The lecture by our former member Bernat Corominas-Murtra, now IST Austria, will take place at the Complexity Science Hub Vienna.
Is it the same a reliable transmission than a copy? This question, apparently superficial, turns out to be strikingly deep, and shakes the foundations of information theory: No measure explicitly accounting for the amount of bits copied in a given information exchange is part of the standard body of information theory. However, a general inspection of the modes of information transfer tells us that information can be transmitted in two qualitatively different
ways: by copying or by transformation. Copying occurs when messages are transmitted without modification, e.g., when an offspring receives an unaltered copy of a gene from its parent.
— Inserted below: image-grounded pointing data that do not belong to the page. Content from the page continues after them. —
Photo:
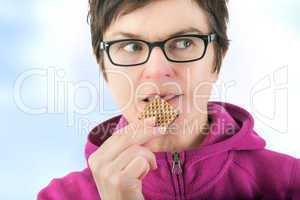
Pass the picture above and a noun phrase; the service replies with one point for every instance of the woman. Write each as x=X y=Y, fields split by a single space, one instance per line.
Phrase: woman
x=172 y=49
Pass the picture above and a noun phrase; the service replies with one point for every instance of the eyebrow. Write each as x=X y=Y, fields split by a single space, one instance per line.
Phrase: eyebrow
x=180 y=32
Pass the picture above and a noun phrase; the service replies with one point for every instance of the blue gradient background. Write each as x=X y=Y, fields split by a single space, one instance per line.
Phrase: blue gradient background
x=40 y=34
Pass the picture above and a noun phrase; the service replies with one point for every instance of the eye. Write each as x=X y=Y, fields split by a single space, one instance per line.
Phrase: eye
x=132 y=46
x=181 y=43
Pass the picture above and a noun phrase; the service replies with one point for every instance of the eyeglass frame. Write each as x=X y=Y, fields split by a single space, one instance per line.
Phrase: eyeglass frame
x=105 y=46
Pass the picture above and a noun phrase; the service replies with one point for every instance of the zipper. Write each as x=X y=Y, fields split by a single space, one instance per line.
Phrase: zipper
x=176 y=166
x=177 y=174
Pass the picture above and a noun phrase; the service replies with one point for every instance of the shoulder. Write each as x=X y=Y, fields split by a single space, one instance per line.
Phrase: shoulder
x=270 y=168
x=75 y=185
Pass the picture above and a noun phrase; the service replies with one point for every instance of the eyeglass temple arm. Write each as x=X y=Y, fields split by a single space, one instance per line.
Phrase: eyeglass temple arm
x=103 y=45
x=212 y=37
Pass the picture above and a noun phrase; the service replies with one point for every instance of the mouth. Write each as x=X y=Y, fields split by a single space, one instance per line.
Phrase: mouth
x=166 y=97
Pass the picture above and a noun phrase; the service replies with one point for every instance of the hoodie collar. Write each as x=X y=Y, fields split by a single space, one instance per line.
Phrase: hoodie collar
x=231 y=128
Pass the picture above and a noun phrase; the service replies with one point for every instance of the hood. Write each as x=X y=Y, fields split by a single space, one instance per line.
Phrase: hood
x=231 y=128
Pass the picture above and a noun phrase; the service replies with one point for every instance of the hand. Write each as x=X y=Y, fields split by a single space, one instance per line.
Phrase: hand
x=121 y=162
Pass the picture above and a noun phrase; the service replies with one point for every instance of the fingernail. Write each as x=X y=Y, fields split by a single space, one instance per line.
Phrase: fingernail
x=150 y=121
x=161 y=130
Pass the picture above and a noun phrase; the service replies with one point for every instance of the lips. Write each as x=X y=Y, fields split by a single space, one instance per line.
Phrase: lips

Transformation occurs when messages are modified systematically during transmission, e.g., when mutational biases occur during genetic replication. Standard information-theoretic measures do not distinguish these two modes of information transfer, although they may reflect different mechanisms and have different functional consequences. Starting from a few simple axioms, I will show a decomposition of mutual information into the information transmitted by copying versus the information transmitted by transformation. In addition, I will show how copy information can be interpreted as the minimal work needed by a physical copying process, which is relevant for understanding the physics of replication. The presented results apply to any system in which the fidelity of copying, rather than simple predictability, is of critical relevance. This includes genetic replication, animal communication, unsupervised machine learning or the evolution of artificial codes.